Domanico: I suspect that there will continue to be consolidation. There will be some dis-integration, but I think that will be small, so there will still be more consolidation. Maybe the pace will slow down. I'm not familiar with, really outside of California, but Northern California is pretty much done. And those that are independent are pretty strong, and they'll probably stay that way. But there may be other places in the country where you still have independents that are not strong, and I think they might be more vulnerable and have more challenges to stay independent for the long term. Independent hospitals need to anticipate challenges and if they're going to seek a partner, seek one while they're strong, as opposed to when they're weak.
MH: How have rising drug prices affected an independent hospital like Marin?
Domanico: I would say in the last two years, that category is our fastest-growing expense. But the big number is in labor. Labor is local. And I have to say, I don't really believe that systems overall have resulted in lowering the labor cost at their hospitals. In California—in particular in an area like Marin County, because the real estate cost is so high for physicians—one of our biggest concerns is being able to afford the support to keep a vital medical community, because it's increasingly harder for, particularly primary care doctors, to make enough income on an independent-practice basis. And their choices will be to join Kaiser or leave the community.
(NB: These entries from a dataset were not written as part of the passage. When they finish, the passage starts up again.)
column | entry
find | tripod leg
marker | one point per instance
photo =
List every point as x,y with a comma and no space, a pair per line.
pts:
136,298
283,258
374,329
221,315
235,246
We've had to step in and support the physicians, which is important for the community and the hospital, so they have access to primary care and other specialists. But over time, that's a challenge-to be able to have the hospital do well enough to support the physician population essentially. That's one of my big concerns over time. I guess the other thing is, it's not an issue yet, our IT expense is running just over 4%, which is very competitive. Long term, it's an issue to make sure we can afford and access the technology solutions as they come on the market, but again, I think we try to do that; and if we don't do it ourselves, we do through a partnership relationship.
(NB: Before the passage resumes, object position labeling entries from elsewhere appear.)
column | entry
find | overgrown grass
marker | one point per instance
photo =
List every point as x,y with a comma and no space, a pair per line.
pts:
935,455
MH: What are your concerns going forward in terms of staying independent?
Domanico: One of the big concerns is the repeal of Obamacare and reduced federal funding for indigent care. Here the concern is the high cost of living. It's not going down, it's going up, and it's outpacing inflation here. Home prices are going up faster than that, and they always have in the Bay Area. It's becoming increasingly challenging to recruit management and key technical positions into Marin. People don't want to move, which puts them in a tough commuting situation that is hard to maintain.
MH: In your opinion, what impact is healthcare consolidation having on the overall industry?
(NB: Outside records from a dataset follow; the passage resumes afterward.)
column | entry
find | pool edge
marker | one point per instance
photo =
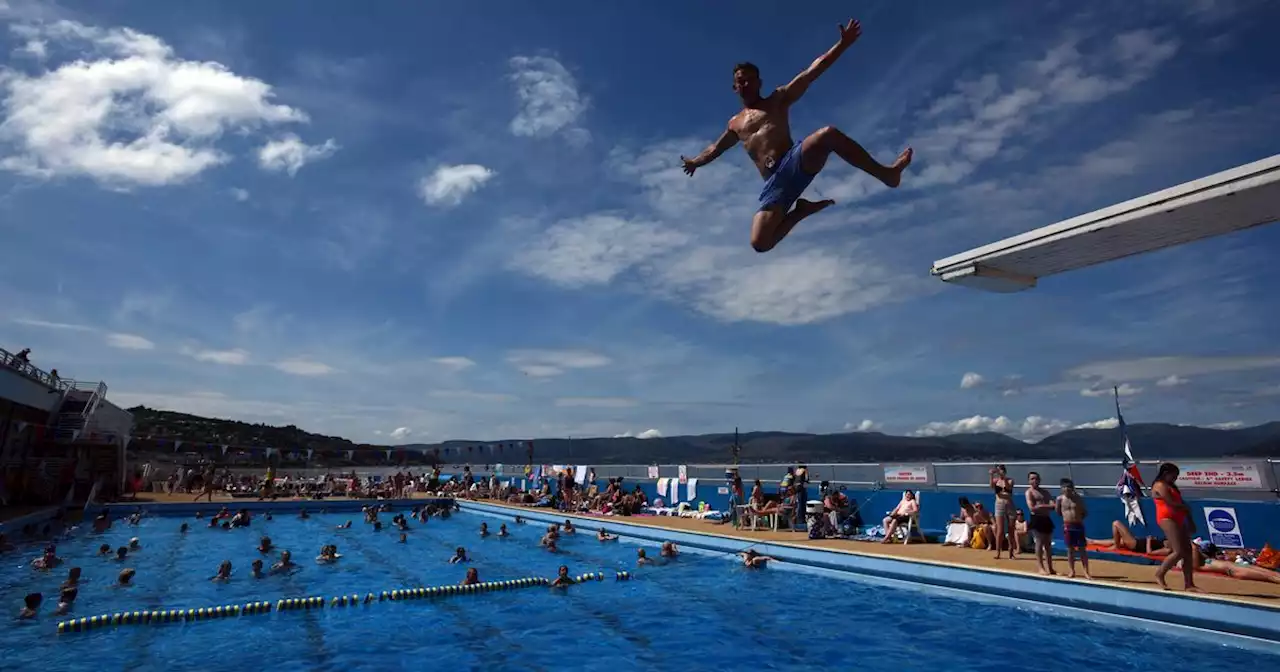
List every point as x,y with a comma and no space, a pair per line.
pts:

Domanico: I think, over time, it has taken the local community flavor out of healthcare. The natural progression in most of the health systems is their local boards, and then it's really hard to manage 25 or 30 local boards, so they consolidate into regional boards and then a national board. I think it just naturally moves the connection to the system away from the community.
Healthcare is still local. It's a local doctor with a local patient and a local hospital, so I think these large systems should pay attention to not losing their local community connection. And I will tell you, in our case, the public's trust in us is invaluable, as it was shown by the bond measure. And I think it's invaluable for all hospitals. So I think it's having that effect on the industry. I think, overall, it allows the industry to negotiate better with these large insurance companies. I'm not sure what impact it's had overall on quality and productivity. The jury's still out on that.